My “so you want to be a games writer” even though I’m not really one post

A certain Jaz McDougall put a link out to a post put out by Michael Walbridge, saying why he was quitting the games journalism business. Craig, from Gaming Daily, called him (Not Jaz. I think) an idiot. I said he wasn’t. Seeing as this discussion was over Twitter, I didn’t have the space to write back a proper response. Even more annoyingly, I couldn’t post anything because I was away. However, lucky for him, that gave me a week of doing very little to write up a big long response. I’m sure both of them are ecstatic at the thought.

I’ve been playing at being a games writer for about 3-4 months now, and I still love writing, even with the odd bumps and rage. I’ve reviewed 3 games, complained about the BBFC, told the world that DRM is evil, and still have plenty of things to write about. Yet I thought long and hard about it, and decided I didn’t want to be a professional writer, for two reasons. Firstly, I don’t think I enjoy writing that much. Secondly, it would kill gaming for me.

By writing this blog, I’ve forced myself to write a post twice a week, under no command other than my own. Not because I wanted to write for a big games magazine, but just to prove to myself (and some others) that I could. If I didn’t put a post up then nobody would really care, and the world would keep spinning (Unless the Mayan calendar ended of course. I’m happily sending the odd copy out to some sites for the sense of self worth that it gives me. Yet if I started to write for a big games magazine, I couldn’t help but think all the fun would go out of it.
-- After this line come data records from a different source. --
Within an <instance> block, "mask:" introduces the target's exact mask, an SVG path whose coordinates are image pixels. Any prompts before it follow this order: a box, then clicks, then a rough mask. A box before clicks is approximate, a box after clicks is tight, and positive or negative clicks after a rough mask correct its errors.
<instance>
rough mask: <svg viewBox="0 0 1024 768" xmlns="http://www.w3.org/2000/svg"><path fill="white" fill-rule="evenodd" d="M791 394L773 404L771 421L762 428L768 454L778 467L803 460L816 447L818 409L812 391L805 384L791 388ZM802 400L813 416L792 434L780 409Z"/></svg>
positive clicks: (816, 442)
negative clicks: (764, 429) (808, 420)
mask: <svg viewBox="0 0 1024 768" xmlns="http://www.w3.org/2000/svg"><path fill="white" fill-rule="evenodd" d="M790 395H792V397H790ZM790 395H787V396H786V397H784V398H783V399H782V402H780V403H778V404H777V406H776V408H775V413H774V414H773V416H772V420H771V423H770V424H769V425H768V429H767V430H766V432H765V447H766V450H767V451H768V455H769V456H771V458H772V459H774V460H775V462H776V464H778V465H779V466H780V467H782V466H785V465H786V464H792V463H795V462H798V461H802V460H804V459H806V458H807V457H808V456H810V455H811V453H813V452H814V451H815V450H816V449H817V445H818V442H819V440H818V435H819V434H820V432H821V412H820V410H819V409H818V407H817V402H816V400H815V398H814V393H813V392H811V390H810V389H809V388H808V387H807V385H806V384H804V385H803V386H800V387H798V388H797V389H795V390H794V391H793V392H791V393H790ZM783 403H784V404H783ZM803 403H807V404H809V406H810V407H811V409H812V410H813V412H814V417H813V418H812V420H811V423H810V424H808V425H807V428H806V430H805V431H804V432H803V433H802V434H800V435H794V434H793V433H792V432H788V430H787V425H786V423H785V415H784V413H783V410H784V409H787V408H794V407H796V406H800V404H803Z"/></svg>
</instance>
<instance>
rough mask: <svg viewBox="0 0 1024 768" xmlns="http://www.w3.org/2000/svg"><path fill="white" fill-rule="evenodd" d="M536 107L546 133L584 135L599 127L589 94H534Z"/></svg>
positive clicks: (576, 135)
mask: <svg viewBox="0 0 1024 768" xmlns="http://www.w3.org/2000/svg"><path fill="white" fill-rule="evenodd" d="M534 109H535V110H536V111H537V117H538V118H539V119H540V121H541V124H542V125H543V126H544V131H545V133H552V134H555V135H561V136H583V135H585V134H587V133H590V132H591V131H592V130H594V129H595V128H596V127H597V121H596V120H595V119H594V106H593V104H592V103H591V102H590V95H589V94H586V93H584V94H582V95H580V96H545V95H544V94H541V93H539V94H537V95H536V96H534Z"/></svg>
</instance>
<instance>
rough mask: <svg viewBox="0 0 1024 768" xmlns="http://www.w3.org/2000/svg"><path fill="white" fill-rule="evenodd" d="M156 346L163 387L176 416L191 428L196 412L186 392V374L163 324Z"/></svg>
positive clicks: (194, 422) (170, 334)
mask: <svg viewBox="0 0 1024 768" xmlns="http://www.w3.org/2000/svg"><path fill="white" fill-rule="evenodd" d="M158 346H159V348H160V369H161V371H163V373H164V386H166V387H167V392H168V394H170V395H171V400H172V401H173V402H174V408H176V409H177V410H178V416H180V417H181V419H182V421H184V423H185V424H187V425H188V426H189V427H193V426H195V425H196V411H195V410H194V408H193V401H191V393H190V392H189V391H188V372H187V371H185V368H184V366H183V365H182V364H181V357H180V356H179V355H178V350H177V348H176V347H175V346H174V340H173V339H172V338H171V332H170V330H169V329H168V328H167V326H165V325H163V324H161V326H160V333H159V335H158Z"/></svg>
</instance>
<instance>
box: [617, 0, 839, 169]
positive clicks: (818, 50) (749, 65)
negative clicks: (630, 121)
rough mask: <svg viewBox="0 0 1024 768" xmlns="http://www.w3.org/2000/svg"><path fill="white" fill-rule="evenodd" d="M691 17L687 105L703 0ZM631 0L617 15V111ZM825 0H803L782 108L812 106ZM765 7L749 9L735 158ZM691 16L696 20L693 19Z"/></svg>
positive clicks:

The main reason that a suggestion that I should write a blog turned into a blog only came about because I enjoyed writing, and had odd ideas for posts in my head floating about. I get that little tingle every time I write a good post, get annoyed with myself for not writing one that I don’t think is good enough, yet I don’t have to do this, just like I don’t have to game. However, if I started to do it properly, I can’t help but think that maybe I’ll end up with a sense of “Oh great, I have to write a review on that film tie in, because I’m the newbie in the office”. That sounds like hell to me.

One of the things that have always stuck in my mind is what John Walker from RPS said in a podcast once: “Don’t become a games journalist because you love games. The job title of someone who loves games is games purchaser. If you like writing, then you should become a games journalist”. I enjoy writing when I’m doing it for fun. Whether writing x articles a month every month for a living would still be fun? I don’t think I would find it fun. Plus, writing about one subject for a living, meaning I’d need to be surrounded by it almost constantly doesn’t sound particularly appealing.

Writing a negative review is something I really don’t like doing as well. Out of every review I’ve written, I’ve strived to find a positive. Writing the Giants review is something that I don’t ever want repeat. I really enjoyed the game. But writing the review, I realised how much was wrong with it. I haven’t since loaded it up, even though I really enjoyed it. I’ve never gone out of my way to review a game, and only reviewed the game that I’ve just finished or had fun with.

I totally understand why Walbridge decided to stop writing professionally. I never read any of his stuff, but I imagine that since he has done some professional writing it’s probably good stuff. I’ll stick to my unpaid writing here, and send the odd copy off to get paid, but professional writing? That’s for those who can write.